Is it so strange to think compassion can reshape the water within us? When I approach a task with love, it always turns out completely differently and so much better than when I approach it with disdain or fear. People are the same. And so, I believe, is water.
Everything around us is listening. Everything around us is responding to the energy we give to it. Everything around us mirrors the world within us, aligning itself to the promises we make, adjusting to the flow of our habits and our integrity.
The water, I do think, is listening. Water is life — integral to every single living thing’s existence on earth — and we are also water, ever-flowing, ever-changing, always connected to the vessel that holds us.
So what are you saying to the waters within you? Have you been telling them kind things? Have you been allowing the beautiful snowflake patterns of your soul to unfurl? Or have you been shutting them down?
What are you saying to the waters around you? Are you wasting the waters, pouring waste into them? Or are you thanking the water for its cleansing powers and its life-giving hydration?

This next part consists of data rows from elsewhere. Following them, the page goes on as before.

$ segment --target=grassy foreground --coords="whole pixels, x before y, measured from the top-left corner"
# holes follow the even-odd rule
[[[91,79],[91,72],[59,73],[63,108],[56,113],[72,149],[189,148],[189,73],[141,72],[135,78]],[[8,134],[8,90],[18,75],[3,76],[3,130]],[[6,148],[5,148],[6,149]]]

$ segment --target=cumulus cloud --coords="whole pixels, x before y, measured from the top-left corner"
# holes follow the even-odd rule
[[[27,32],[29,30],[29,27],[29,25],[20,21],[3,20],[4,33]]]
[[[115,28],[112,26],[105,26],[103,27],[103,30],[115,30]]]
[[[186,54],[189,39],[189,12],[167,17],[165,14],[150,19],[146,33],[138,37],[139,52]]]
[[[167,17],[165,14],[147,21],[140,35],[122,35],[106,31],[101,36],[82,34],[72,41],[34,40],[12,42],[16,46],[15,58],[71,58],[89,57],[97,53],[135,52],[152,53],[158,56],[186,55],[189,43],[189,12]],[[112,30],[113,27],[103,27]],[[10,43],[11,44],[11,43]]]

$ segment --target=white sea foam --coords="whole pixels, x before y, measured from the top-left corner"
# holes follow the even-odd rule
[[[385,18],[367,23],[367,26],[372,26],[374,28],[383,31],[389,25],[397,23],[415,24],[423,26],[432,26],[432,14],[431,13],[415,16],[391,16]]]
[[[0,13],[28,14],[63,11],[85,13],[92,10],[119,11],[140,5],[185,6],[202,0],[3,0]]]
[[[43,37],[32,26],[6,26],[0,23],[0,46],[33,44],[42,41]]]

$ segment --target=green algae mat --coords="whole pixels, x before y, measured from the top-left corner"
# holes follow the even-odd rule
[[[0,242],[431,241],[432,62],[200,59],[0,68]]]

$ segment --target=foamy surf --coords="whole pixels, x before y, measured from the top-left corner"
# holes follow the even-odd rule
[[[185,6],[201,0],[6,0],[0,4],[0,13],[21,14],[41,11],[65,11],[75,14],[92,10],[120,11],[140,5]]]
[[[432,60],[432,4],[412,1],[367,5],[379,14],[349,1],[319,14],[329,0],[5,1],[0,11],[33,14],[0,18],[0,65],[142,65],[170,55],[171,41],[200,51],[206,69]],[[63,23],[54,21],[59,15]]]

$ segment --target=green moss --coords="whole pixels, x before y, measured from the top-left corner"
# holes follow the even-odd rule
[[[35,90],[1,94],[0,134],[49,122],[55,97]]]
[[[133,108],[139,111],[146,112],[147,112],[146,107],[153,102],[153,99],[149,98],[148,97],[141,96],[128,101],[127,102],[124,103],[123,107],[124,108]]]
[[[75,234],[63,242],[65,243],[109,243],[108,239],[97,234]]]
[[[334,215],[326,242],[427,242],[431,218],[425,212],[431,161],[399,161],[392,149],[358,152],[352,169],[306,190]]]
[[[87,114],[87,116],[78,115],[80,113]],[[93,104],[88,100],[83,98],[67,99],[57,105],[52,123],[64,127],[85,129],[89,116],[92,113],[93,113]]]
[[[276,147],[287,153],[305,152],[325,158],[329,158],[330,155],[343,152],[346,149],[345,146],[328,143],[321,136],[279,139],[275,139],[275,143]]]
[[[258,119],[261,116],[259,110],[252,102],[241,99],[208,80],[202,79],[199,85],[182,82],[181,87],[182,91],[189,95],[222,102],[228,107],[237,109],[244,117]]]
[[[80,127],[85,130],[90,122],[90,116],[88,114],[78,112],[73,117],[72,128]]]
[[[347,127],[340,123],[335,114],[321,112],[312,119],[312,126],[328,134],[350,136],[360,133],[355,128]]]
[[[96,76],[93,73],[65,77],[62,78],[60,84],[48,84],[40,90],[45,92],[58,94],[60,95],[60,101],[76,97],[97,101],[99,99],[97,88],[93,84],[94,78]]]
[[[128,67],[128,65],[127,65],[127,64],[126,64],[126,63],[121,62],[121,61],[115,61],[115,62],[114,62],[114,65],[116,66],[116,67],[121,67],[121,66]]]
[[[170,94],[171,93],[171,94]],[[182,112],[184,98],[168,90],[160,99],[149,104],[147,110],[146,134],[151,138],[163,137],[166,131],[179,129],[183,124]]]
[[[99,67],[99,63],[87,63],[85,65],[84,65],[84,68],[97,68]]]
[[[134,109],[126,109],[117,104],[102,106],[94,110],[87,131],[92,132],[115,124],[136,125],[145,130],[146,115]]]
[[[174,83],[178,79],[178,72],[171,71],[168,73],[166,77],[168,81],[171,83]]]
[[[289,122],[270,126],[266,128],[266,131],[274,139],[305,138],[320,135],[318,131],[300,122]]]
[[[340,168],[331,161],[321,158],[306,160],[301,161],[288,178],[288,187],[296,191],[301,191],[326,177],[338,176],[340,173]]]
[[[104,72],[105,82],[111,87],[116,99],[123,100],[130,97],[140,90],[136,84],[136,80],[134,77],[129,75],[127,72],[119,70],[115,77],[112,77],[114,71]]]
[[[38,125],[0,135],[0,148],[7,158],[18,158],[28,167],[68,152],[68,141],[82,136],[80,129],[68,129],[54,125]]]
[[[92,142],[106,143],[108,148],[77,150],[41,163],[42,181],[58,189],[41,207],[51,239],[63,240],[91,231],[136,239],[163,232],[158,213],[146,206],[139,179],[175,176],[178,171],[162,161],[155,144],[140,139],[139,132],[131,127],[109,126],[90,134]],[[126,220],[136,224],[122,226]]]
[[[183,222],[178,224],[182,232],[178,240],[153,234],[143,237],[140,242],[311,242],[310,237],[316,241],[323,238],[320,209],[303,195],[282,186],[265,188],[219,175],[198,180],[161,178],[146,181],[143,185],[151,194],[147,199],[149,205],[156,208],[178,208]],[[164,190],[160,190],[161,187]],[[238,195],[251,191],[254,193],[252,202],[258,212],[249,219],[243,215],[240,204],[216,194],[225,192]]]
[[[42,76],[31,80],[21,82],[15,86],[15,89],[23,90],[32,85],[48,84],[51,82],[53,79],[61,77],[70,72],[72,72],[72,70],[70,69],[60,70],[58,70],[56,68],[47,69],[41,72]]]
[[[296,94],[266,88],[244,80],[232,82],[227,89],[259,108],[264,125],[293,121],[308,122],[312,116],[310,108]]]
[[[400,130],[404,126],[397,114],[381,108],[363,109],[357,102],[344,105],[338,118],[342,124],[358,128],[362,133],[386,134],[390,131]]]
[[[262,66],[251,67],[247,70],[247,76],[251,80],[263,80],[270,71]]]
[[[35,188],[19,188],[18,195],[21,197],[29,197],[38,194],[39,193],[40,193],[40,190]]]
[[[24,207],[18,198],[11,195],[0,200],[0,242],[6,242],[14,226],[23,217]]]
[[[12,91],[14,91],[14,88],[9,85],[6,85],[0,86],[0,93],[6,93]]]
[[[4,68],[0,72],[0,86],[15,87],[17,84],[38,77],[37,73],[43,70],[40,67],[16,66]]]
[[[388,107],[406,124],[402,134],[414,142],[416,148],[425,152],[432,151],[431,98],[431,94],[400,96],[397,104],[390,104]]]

A phrase that has been coming back to me often since being at the farm is the holy waters were within you the whole time. This comes from a story I wrote as a child involving a girl who goes on a great quest to conquer a sacred, secret body of water only to find she’s been living alongside these very waters her whole life. The waters are within us; we need only to honor them and to open to them and to let them flow. Creativity is also a river and so is reverence. Everything is listening, from our fibrous fascia to the webs of energy lines that connect our chests to our teeth and our minds to our feet. Everything is listening, from the molecules of water to the spirits of the earth, which have been waiting for so many of us to realize what all the great sages have been telling us for so long: that it’s all connected, all interwoven, all a tapestry of oneness.
Or at least, that’s my running theory. And I would imagine Emoto would agree.
What do you think?
I’d love to hear from you.
May your waters, and all the waters of the world, flow ever-freely.
Water is life. I really enjoyed this post. And it made me think of Lucille Clifton's amazing poem about water:
the mississippi river empties into the gulf
and the gulf enters the sea and so forth,
none of them emptying anything,
all of them carrying yesterday
forever on their white tipped backs,
all of them dragging forward tomorrow.
it is the great circulation
of the earth’s body, like the blood
of the gods, this river in which the past
is always flowing. every water
is the same water coming round.
everyday someone is standing on the edge
of this river, staring into time,
whispering mistakenly:
only here. only now.
I think that science cannot possibly explain many things about water. How exactly do snowflakes form in unique and perfect symmetry?
I think that "it’s all connected, all interwoven, all a tapestry of oneness."
I am not surprised by Emoto's findings.
Though I once called myself a scientist I find I am no longer so interested in what science believes or disbelieves, what it claims to prove or disprove. I am more interested in what science reveals about the intricate and wondrous structures that underlie all matter and all life, and in what *feels* true and resonant within myself.